Des sentiers de randonnées aux expéditions de paléontologie, des sommets montagneux au fond de la mer, les appareils tout terrain sont à même de vous accompagner dans toutes vos aventures.

Christian Autotte

Note de chevreuil.net : Christian Autotte est photographe professionnel et conseiller chez Lozeau, rue st-Hubert à Montréal. Si vous désirez vous faire conseiller pour l'achat d'un nouvel appareil ou objectif, n'hésitez pas à le rencontrer

LES PHOTOS (toutes réalisées avec un Nikon AW120)
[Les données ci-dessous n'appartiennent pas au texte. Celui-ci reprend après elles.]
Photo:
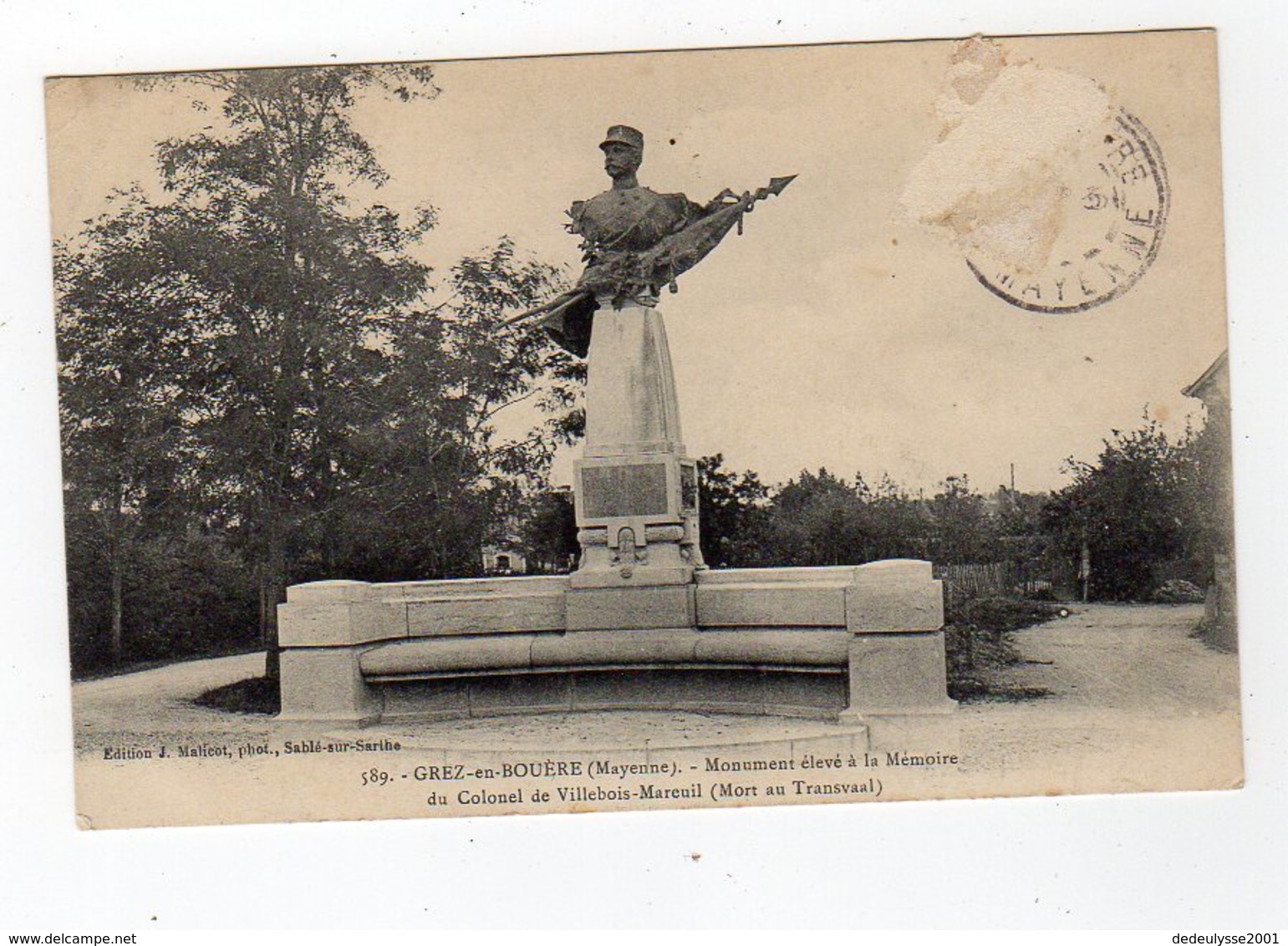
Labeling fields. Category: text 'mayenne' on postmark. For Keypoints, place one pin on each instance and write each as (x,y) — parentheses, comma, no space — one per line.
(895,626)
(1056,195)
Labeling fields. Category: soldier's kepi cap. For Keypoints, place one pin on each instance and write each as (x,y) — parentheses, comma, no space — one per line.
(624,134)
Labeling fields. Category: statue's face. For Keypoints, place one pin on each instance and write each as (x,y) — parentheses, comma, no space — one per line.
(621,159)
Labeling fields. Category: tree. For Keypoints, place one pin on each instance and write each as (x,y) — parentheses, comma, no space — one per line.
(818,519)
(123,336)
(549,531)
(961,526)
(1128,511)
(733,516)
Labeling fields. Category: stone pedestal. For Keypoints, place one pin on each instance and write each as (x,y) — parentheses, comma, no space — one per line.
(635,492)
(640,624)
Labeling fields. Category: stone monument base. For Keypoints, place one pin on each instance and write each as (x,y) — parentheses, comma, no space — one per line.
(862,645)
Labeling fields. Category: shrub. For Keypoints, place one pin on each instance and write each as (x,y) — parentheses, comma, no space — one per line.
(1178,591)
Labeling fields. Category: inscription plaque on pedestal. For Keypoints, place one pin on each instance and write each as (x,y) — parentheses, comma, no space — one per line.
(625,491)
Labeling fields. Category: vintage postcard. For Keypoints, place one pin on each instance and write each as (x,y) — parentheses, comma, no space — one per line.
(719,428)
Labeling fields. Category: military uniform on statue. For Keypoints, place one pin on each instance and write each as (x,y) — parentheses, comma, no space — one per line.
(635,491)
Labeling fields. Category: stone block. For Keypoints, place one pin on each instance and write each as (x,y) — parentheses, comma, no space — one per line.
(325,684)
(485,613)
(823,574)
(774,648)
(323,624)
(613,648)
(898,674)
(328,593)
(438,655)
(897,595)
(771,604)
(542,693)
(611,609)
(425,699)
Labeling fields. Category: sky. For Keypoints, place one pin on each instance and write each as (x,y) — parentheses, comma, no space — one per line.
(836,331)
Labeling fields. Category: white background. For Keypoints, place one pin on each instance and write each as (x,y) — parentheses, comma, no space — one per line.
(1180,862)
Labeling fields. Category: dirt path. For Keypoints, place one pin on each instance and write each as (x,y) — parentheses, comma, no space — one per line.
(1136,704)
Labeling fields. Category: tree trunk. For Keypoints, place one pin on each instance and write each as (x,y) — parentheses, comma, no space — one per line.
(272,593)
(116,640)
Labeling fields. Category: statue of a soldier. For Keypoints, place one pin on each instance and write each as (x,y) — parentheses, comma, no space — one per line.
(634,242)
(637,491)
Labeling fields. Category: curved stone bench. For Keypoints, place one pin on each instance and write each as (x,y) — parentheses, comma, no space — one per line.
(791,641)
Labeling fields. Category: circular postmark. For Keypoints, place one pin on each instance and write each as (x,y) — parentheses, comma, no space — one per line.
(1102,224)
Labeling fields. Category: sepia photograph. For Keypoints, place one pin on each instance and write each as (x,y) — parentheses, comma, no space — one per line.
(521,465)
(718,428)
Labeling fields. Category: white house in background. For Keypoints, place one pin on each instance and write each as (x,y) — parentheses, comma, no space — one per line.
(504,559)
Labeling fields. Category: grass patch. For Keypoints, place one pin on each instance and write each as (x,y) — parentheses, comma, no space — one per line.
(254,696)
(980,643)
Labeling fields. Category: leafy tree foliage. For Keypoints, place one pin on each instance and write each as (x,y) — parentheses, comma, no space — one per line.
(1128,510)
(549,531)
(255,355)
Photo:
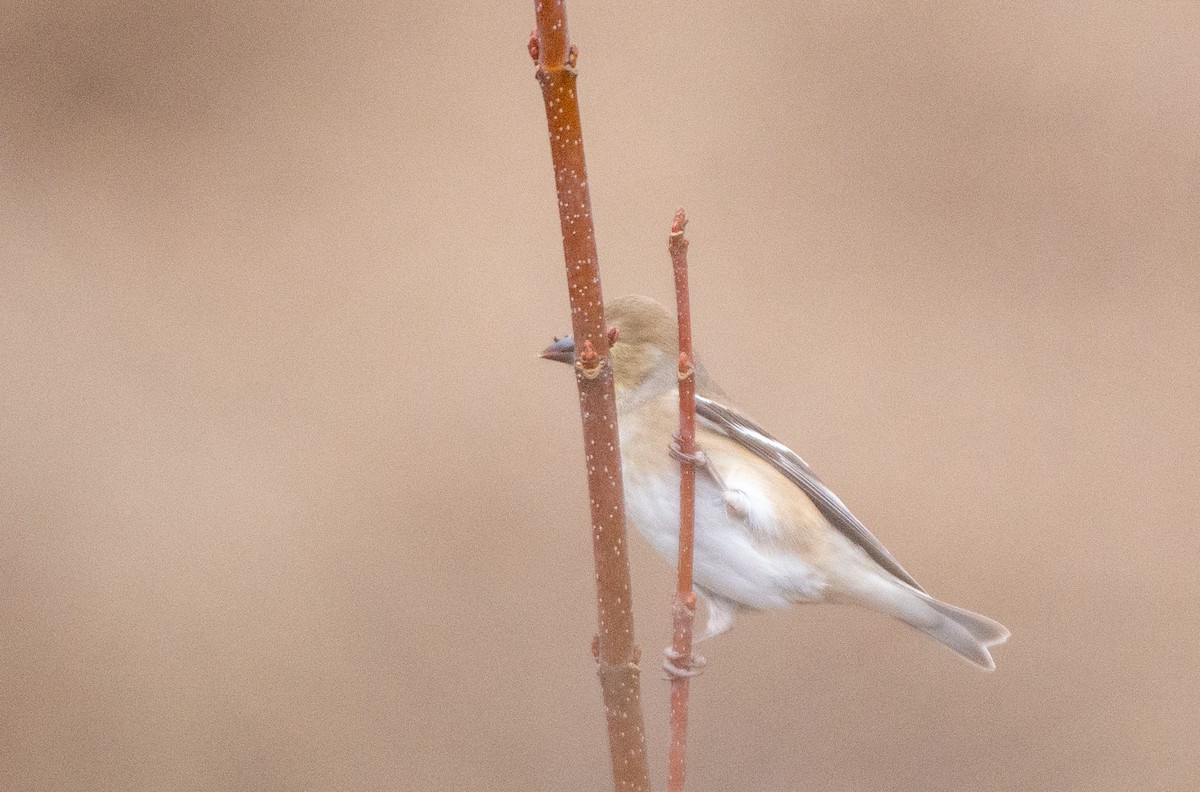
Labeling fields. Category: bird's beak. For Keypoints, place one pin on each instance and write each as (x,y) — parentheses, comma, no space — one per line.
(563,351)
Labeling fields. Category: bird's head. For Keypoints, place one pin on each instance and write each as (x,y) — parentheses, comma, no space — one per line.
(642,343)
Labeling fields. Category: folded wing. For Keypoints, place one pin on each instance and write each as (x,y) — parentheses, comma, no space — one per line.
(754,438)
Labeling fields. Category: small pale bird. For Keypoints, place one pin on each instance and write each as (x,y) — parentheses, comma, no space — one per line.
(768,532)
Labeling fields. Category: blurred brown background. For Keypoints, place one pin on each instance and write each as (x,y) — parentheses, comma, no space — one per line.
(289,503)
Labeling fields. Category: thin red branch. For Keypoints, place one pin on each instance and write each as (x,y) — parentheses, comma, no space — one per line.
(615,649)
(684,607)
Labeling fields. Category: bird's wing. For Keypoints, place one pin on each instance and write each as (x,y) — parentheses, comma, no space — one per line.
(741,429)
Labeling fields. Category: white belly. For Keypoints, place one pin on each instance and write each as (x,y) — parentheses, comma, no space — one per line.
(727,561)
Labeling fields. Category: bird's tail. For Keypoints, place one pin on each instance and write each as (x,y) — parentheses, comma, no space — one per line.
(969,634)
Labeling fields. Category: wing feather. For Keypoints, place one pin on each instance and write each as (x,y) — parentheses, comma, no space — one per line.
(754,438)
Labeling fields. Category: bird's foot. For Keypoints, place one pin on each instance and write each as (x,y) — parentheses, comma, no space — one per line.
(679,667)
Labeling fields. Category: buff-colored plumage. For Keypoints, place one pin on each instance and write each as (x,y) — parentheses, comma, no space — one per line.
(768,532)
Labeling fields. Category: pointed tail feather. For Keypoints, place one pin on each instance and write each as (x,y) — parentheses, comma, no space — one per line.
(965,633)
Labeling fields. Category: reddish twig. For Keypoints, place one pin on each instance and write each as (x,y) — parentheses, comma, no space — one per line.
(615,649)
(684,607)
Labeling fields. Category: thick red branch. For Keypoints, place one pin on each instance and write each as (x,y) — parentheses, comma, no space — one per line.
(615,649)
Une roche avec des bandes charbonnées trouvée lors d'une expédition de paléontologie. Le GPS permet alors de savoir précisément où le spécimen a été trouvé.
 

(Éponge d'eau douce, Spongilla lacustris): Dans plusieurs lacs du Québec, on peut trouver des éponges d'eau douce. Malgré leur aspect végétal, il s'agit bel et bien d'un animal qui filtre l'eau.
 

En pleine noirceur, l'appareil a utilisé sa lampe d'assistance pour faire l'autofocus dans un passage latéral de la grotte de St-Leonard à Montréal.
 

Lors d'une autre expédition paléontologique j'ai photographié ces coquillages qui peuplaient la Mer de Goldthwait il y a environ 10 000 ans. Il s'agit du prolongement de la Mer de Champlain qui s'étendait de Québec jusqu'aux Maritimes.
 

(Moule de lac Pyganodon cataracta) : Plusieurs moules d'eau douce se retrouvent au Québec et il est fascinant de les observer lorsqu'elles sont à filtrer l'eau pour s'alimenter.

 

(Jeunes Ratons laveurs) : En plein cœur de Montréal, lors d'une marche dans un parc urbain, je suis tombé sur ces jeunes ratons laveurs. La caméra étant dans les poches a permis de réaliser ce cliché.
 

(Crapet) : Pendant une promenade en apnée le long d'un lac, j'ai surpris quelques crapets. Malgré l'eau trouble, j'ai quand même réussi un cliché acceptable.

(Nénuphar) : Les fleurs de nénuphar sont bien belles, mais leurs feuilles vues sous cet angle différent sont également intéressantes.
 

A l'université de Witwatersrand de Johannesburg, mon ami Dr. John Anderson est tout occupé à choisir des fossiles que je devrai photographier pour son prochain livre. Le compact est dans mes poches, la photo ne demande qu'à être réalisée…
 

et au retour de l'université, le trafic d'Afrique du Sud est tout aussi congestionné que sur la 40 à l'heure de pointe…
 

(Œufs de grenouille des bois) : Pour photographier cette ponte d'œufs de grenouille des bois dans une mare glacée, j'ai monté ma caméra au bout d'une perche et activé le retardateur avant de positionner l'appareil. Quelques essais ont été nécessaire pour obtenir le résultat désiré.